The last bit I want to look at today is clustering behavior. The idea here is that we might see clusters around certain points due to explicit human behavior. For example, suppose we have a corporate policy where any meal over $20 needs a receipt but any meal under $20 doesn’t. Many (most?) people will report accurately, but there is an incentive for people to report meals of $19.95 or $19.99 even if they only spent $3.00 at the grocery store that morning.

In our example, I know that $1000 is our cutoff point, so I’d expect some clustering just under $1K. I can use a histogram to see this in action.

options(repr.plot.width=6, repr.plot.height=4)
ggplot(data = filter(lineItems), aes(x = Amount)) +
    geom_histogram(bins = 100) +
    scale_x_continuous(labels = scales::dollar) +
    labs(y = NULL, x = NULL) +
    theme_minimal()
The “asymptotic curve hits a wall” graph.

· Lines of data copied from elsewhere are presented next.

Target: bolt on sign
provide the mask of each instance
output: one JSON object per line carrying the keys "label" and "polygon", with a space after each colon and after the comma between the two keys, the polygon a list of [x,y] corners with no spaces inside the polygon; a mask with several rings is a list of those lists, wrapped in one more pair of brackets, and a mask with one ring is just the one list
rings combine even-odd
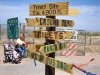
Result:
{"label": "bolt on sign", "polygon": [[74,21],[72,20],[60,20],[51,18],[26,18],[27,26],[39,26],[39,27],[73,27]]}
{"label": "bolt on sign", "polygon": [[33,31],[32,38],[46,38],[52,40],[71,39],[73,32],[69,31]]}
{"label": "bolt on sign", "polygon": [[68,2],[32,4],[29,13],[30,16],[68,15]]}
{"label": "bolt on sign", "polygon": [[7,20],[7,36],[9,39],[17,39],[19,36],[18,17]]}
{"label": "bolt on sign", "polygon": [[44,55],[42,55],[38,52],[33,52],[33,53],[30,53],[30,54],[31,54],[30,55],[31,58],[33,58],[34,60],[37,60],[41,63],[45,63],[46,65],[58,68],[62,71],[65,71],[65,72],[72,74],[73,64],[68,64],[68,63],[64,63],[64,62],[55,60],[54,58],[44,56]]}
{"label": "bolt on sign", "polygon": [[39,52],[44,55],[44,54],[49,54],[52,52],[60,51],[60,50],[63,50],[67,47],[67,43],[68,42],[43,45],[40,47]]}

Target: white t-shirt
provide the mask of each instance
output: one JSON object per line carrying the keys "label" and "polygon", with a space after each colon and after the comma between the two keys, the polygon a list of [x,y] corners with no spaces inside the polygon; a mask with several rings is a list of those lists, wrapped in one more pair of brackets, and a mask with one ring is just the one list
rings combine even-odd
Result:
{"label": "white t-shirt", "polygon": [[17,39],[16,43],[19,45],[25,44],[25,42],[22,41],[20,38]]}

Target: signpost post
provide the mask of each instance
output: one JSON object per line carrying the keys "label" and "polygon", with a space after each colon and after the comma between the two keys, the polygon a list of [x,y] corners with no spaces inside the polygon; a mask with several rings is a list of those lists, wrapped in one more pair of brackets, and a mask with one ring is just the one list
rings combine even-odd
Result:
{"label": "signpost post", "polygon": [[19,36],[18,17],[7,20],[8,39],[17,39]]}
{"label": "signpost post", "polygon": [[[46,16],[46,18],[55,19],[55,16]],[[47,27],[46,30],[47,31],[55,31],[56,28],[55,27]],[[45,45],[48,45],[48,44],[55,44],[55,40],[46,39]],[[55,52],[50,53],[47,56],[55,58]],[[55,68],[51,67],[49,65],[45,65],[45,75],[55,75]]]}
{"label": "signpost post", "polygon": [[[56,49],[65,48],[65,44],[60,44],[59,48],[57,48],[57,44],[55,43],[57,40],[55,39],[71,39],[73,36],[72,32],[57,32],[56,26],[58,27],[73,27],[74,22],[72,20],[59,20],[56,19],[56,15],[58,16],[75,16],[78,15],[79,12],[76,9],[69,9],[68,2],[60,2],[60,3],[48,3],[48,4],[32,4],[29,8],[30,16],[46,16],[46,18],[26,18],[27,26],[39,26],[46,27],[46,31],[33,31],[33,38],[45,38],[44,46],[40,47],[40,53],[33,51],[33,48],[36,49],[36,46],[30,45],[30,53],[29,57],[34,58],[37,61],[45,63],[45,75],[55,75],[55,67],[59,68],[63,71],[68,70],[71,71],[72,64],[67,65],[66,63],[55,60],[55,51]],[[51,44],[51,46],[50,46]],[[70,72],[71,73],[71,72]]]}

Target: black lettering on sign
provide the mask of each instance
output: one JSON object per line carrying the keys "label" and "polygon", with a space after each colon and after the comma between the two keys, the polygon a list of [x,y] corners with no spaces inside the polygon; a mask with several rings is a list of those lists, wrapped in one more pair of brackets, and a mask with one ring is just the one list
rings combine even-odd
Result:
{"label": "black lettering on sign", "polygon": [[58,32],[59,33],[59,39],[63,39],[63,32]]}
{"label": "black lettering on sign", "polygon": [[49,4],[49,9],[58,9],[58,7],[56,4]]}
{"label": "black lettering on sign", "polygon": [[40,18],[40,25],[44,25],[44,23],[45,23],[44,18]]}
{"label": "black lettering on sign", "polygon": [[45,9],[46,8],[46,4],[44,4],[44,5],[32,5],[31,8],[33,10]]}

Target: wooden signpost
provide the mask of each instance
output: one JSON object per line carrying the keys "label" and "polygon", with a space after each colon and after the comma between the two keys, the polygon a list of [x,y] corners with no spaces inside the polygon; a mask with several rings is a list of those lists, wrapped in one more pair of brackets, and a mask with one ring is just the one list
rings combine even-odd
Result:
{"label": "wooden signpost", "polygon": [[71,39],[73,32],[70,31],[33,31],[32,38],[46,38],[51,40]]}
{"label": "wooden signpost", "polygon": [[76,16],[78,14],[77,9],[68,7],[68,2],[30,5],[30,16],[46,16],[46,18],[26,18],[27,26],[46,27],[46,31],[33,31],[31,35],[32,38],[45,38],[44,45],[36,47],[30,44],[28,47],[30,58],[45,63],[45,75],[55,75],[55,68],[72,74],[72,64],[55,60],[55,52],[66,48],[67,42],[55,44],[55,41],[71,39],[73,32],[55,31],[55,29],[56,27],[73,27],[74,21],[56,19],[55,16]]}
{"label": "wooden signpost", "polygon": [[51,18],[26,18],[27,26],[39,26],[39,27],[73,27],[74,21],[72,20],[60,20]]}
{"label": "wooden signpost", "polygon": [[68,64],[68,63],[55,60],[54,58],[41,55],[38,52],[31,53],[31,57],[41,63],[44,63],[51,67],[58,68],[62,71],[69,72],[72,74],[72,66],[73,66],[72,64]]}
{"label": "wooden signpost", "polygon": [[32,4],[29,8],[30,16],[55,16],[68,14],[68,2],[50,4]]}
{"label": "wooden signpost", "polygon": [[[32,52],[40,52],[41,54],[49,54],[52,52],[63,50],[67,47],[67,41],[63,43],[57,43],[57,44],[49,44],[49,45],[35,45],[35,44],[29,44],[27,49]],[[38,49],[37,49],[38,47]]]}

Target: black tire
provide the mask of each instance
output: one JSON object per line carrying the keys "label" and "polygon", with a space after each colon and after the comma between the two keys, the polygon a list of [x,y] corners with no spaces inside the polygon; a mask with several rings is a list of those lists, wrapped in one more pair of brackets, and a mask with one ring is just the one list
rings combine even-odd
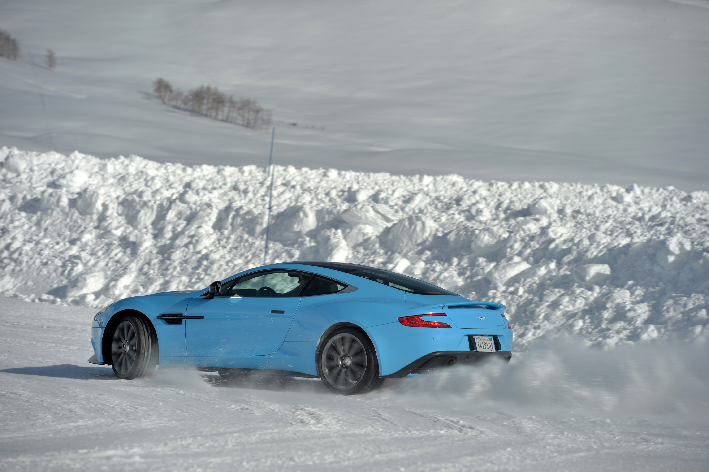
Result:
{"label": "black tire", "polygon": [[328,335],[318,349],[318,375],[330,391],[357,395],[384,381],[374,347],[364,333],[342,327]]}
{"label": "black tire", "polygon": [[111,356],[118,378],[138,378],[155,369],[157,346],[143,320],[132,315],[121,317],[111,335]]}

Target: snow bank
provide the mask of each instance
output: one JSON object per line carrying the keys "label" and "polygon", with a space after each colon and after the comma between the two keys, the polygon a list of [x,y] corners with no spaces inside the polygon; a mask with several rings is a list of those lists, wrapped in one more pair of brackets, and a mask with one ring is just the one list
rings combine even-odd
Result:
{"label": "snow bank", "polygon": [[[0,162],[0,295],[98,306],[263,262],[263,168],[6,147]],[[365,264],[501,302],[518,347],[707,334],[707,192],[275,172],[269,263]]]}

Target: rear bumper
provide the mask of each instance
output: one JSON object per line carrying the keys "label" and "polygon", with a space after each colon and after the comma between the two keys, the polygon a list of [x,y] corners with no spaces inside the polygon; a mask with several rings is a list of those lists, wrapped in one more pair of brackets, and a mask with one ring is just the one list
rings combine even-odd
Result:
{"label": "rear bumper", "polygon": [[438,351],[437,352],[431,352],[425,356],[419,357],[411,364],[393,373],[381,376],[386,378],[401,378],[401,377],[406,377],[410,373],[426,373],[442,367],[475,364],[484,359],[494,358],[508,362],[512,359],[512,352]]}

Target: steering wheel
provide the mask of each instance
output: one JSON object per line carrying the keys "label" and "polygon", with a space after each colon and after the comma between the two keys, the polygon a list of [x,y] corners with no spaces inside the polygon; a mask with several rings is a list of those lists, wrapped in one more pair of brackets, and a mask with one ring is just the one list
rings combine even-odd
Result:
{"label": "steering wheel", "polygon": [[256,296],[258,297],[274,297],[276,296],[276,291],[271,287],[261,287],[256,292]]}

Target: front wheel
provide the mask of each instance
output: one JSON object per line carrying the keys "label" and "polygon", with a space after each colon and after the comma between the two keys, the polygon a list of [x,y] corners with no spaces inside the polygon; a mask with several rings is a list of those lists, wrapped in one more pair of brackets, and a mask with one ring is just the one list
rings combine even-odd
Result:
{"label": "front wheel", "polygon": [[330,333],[318,353],[318,374],[330,390],[356,395],[381,385],[376,354],[357,330],[344,327]]}
{"label": "front wheel", "polygon": [[155,369],[157,346],[150,330],[140,318],[126,315],[118,320],[113,331],[111,356],[113,373],[118,378],[143,377]]}

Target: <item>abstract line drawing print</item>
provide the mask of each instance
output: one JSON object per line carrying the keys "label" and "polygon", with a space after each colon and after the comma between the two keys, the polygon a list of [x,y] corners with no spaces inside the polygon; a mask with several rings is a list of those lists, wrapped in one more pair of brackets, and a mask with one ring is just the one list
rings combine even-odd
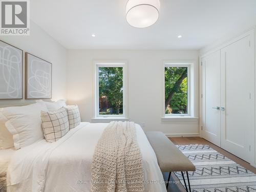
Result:
{"label": "abstract line drawing print", "polygon": [[52,64],[27,53],[26,59],[27,98],[51,98]]}
{"label": "abstract line drawing print", "polygon": [[22,99],[23,53],[0,41],[0,99]]}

We can see a fairly smooth curve regularly dropping…until we get to just under $1000. One last cohort-style comp. First, everybody but Glass and Sons:

A smooth descent.

And here’s Glass and Sons:

This is normal, right?

The multiple peaks aren’t outlandish. The giant wall just under the cutoff point for two employee signatures? Yeah, that’s suspicious.

Conclusion

In today’s post, we looked at different ways to slice and dice data sets, drilling down far enough to find reasonable evidence of fraud involving one vendor and four employees. Again, I want to stress that there’s no absolute proof here, but there’s enough that we can sic the real accountants on and figure out if all of those invoices match up with parts, if those parts made it to inventory, and those other pieces of evidence which will prove fraud.